So, you’re a cold-blooded killing machine from the future.. Does that mean you can’t be hot? Take for instance Summer Glau, the teenage ass-kicking cyborg sent back to protect the great John Connor. You know the story, in the future an artificial intelligence called Skynet becomes self aware and realizes mankind is a threat to its existence… So it nukes us. Afterward the machines, most called Terminators, rule the world. Skynet controls everything, and humans are being hunted to extinction. From the ashes, a hero, John Connor, rises to lead the resistance on a successful campaign to destroy the machines. In its desperation, Skynet sends a terminator back in time to 1984 to assassinate Sarah Connor before she can have the future leader of the resistance. In the future, John Connor sends his best-friend and soldier (Kyle Reese) back in time to protect his mother… Kyle ends up sleeping with her before getting killed, and actually BEING John’s father.
I’ve been a Terminator fan from, oh, let’s see mom was a huge Sarah Connor fan- so i guess 1984. I remember seeing Terminator 2: Judgement Day (the movie that the entire decade of the 80’s built up to) in the theater when I was a wee lad of 13. It was one of the last R-Rated movies I got into without parental units actually coming with me to the theater… and it changed my life. All that metal and killer-cyborgs-from-the-future turned the promising young man into a Judas Priest, Guns N Roses, and Metallica freak (for a year at least… until Seattle happened).
Is James Cameron responsible for my adolescent rebellion and macabre obsession with the dark side? I’m not saying he’s the reason… I’m just saying everything was fine until I saw his movie- played backward it says “In the name of Lucifer, spill the blood of the innocent” you know… (sorry, Judas Priest joke).
Since that quintessential movie there have been a campy sequel (T3: Rise of the Machines, just had the wrong cast- simple as that– but a brilliant twist ending) and an action-packed “super-sequel” (Terminator: Salvation, a movie that begins another Terminator trilogy, this time surrounding John Connor in the future and the fight against the machines & Skynet).
Somewhere in between trilogies, came the FOX television show Terminator: The Sarah Connor Chronicles (or SCC). I’d caught the first episode when it aired a few years ago, but laughed it off (like most things on FOX) and forgot about it. Leave it to Netflix… since they started their instant streaming service, I’m never without some sort of fictional escape. So in between seasons of 24 and Trailer Park Boys I decided to give Sarah Connor Chronicles a shot.

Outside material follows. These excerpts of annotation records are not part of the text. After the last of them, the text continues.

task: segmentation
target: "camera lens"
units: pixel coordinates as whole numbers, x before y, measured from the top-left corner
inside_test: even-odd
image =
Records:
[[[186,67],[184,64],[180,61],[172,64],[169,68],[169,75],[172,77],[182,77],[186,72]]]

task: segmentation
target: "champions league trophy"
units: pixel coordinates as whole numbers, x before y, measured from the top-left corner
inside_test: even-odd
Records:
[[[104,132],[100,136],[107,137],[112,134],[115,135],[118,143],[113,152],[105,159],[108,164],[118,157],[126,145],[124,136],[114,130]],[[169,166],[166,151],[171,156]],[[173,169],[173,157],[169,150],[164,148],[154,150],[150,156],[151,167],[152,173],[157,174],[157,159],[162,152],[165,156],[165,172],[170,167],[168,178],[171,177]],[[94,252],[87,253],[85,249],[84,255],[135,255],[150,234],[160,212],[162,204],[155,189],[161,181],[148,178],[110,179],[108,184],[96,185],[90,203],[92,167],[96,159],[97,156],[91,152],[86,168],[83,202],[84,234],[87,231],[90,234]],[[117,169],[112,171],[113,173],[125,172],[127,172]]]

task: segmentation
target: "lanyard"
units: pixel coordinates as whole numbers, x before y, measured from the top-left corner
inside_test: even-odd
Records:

It’s classic FOX TV by the way. If you’re a fan of any FOX show, you know what I mean. Heavy on melodrama, not a lot of character development, political undertones… and that distinctive FOX Filter that makes everything a little darker and grainier… basically right up Terminator’s alley. Everything that makes the Terminator series GREAT (the bad-ass cyborgs, the time-travel, the mythology) is given a TV treatment, and while it’s not the best show I’ve ever watched- It definitely leaves something to be desired when it comes to actual production. The dialogue is atrocious at best sometimes, other times the performances are so over the top that cheese actually spills out of the HDMI slot on the front of my LG… but the rest of the time it’s not bad, seriously!

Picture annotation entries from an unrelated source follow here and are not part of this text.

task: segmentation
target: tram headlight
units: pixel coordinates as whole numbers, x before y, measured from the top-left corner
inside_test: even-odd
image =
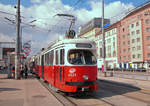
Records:
[[[83,75],[83,79],[88,80],[89,79],[88,75]]]

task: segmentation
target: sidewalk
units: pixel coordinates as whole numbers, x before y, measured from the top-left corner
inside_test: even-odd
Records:
[[[130,85],[133,85],[135,87],[139,87],[141,89],[148,89],[148,90],[150,90],[150,81],[136,80],[136,79],[127,79],[127,78],[119,78],[119,77],[104,77],[100,73],[98,75],[98,78],[101,79],[101,80],[107,80],[107,81],[113,81],[113,82],[130,84]]]
[[[28,79],[7,79],[0,74],[0,106],[62,106],[40,82]]]

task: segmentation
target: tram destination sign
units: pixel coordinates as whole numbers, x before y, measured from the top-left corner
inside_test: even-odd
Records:
[[[76,44],[76,47],[80,47],[80,48],[92,48],[92,45],[91,44],[88,44],[88,43],[77,43]]]

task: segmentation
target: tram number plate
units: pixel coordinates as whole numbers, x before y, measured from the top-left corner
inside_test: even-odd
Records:
[[[88,91],[88,90],[89,90],[89,87],[82,88],[82,91]]]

The plot follows Sarah Connor, John Connor, Derek Reese (brother to Kyle, John’s father-from-the-future), and the brilliant Summer Glau as ‘Cameron’- a female Terminator known as an Infiltrator– sent back to protect John. The timeline starts post-Terminator 2 with John and Sarah on the run, evading the FBI and any cyborgs that might pop up (even though the time-travel-device was supposedly destroyed in the first movie there is a HELL of a lot of time-traveling going on in this series). They are quickly joined by Cameron, the Infiltrator, and soon become wrapped up in continued efforts to stop “Judgement Day,” the day Skynet becomes self-aware and destroys most of the human population with nukes. They time-travel from 1999 to 2007 in the first episode, that way the series can take place when it was filmed, and exists on a separate timeline than that of T3: Rise of the Machines.
The show brings a depth that most cookie-cutter action shows don’t have, mostly in part to the amazing performances by Lena Headey, Thomas Dekker, and Summer Glau as the three on the run. It boils down the essence of the Terminator universe, stripping away the big action-sequences and explosions (of which there are still PLENTY), and revealing more of the humanity that lies there.

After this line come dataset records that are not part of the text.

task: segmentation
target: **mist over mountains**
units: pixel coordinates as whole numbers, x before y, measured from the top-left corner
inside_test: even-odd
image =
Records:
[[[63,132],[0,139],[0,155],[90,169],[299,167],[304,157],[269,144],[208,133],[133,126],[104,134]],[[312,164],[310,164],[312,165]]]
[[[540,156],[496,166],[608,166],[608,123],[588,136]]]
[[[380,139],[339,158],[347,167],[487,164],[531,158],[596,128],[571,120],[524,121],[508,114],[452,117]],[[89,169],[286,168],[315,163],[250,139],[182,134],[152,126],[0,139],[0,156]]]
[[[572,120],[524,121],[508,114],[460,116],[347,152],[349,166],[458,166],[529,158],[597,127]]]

One thing I’ve always loved about the Terminator series is the parallels it draws between the machines and us humans, how when our civilization is destroyed and our humanity is strained, how much different are we from these machines? James Cameron did an excellent job in T2 to make us question where the line is between human and machine, and The Sarah Connor Chronicles expands on that. We get to see what these characters are pushed to do, how they love, fight, struggle, and ultimately (because we know the future) die…
If you’re a fan of the Terminator trilogy and haven’t checked out The Chronicles yet, do it! FOX TV made only 31 episodes (2 seasons), but this highly rated show is definitely worth kicking back with.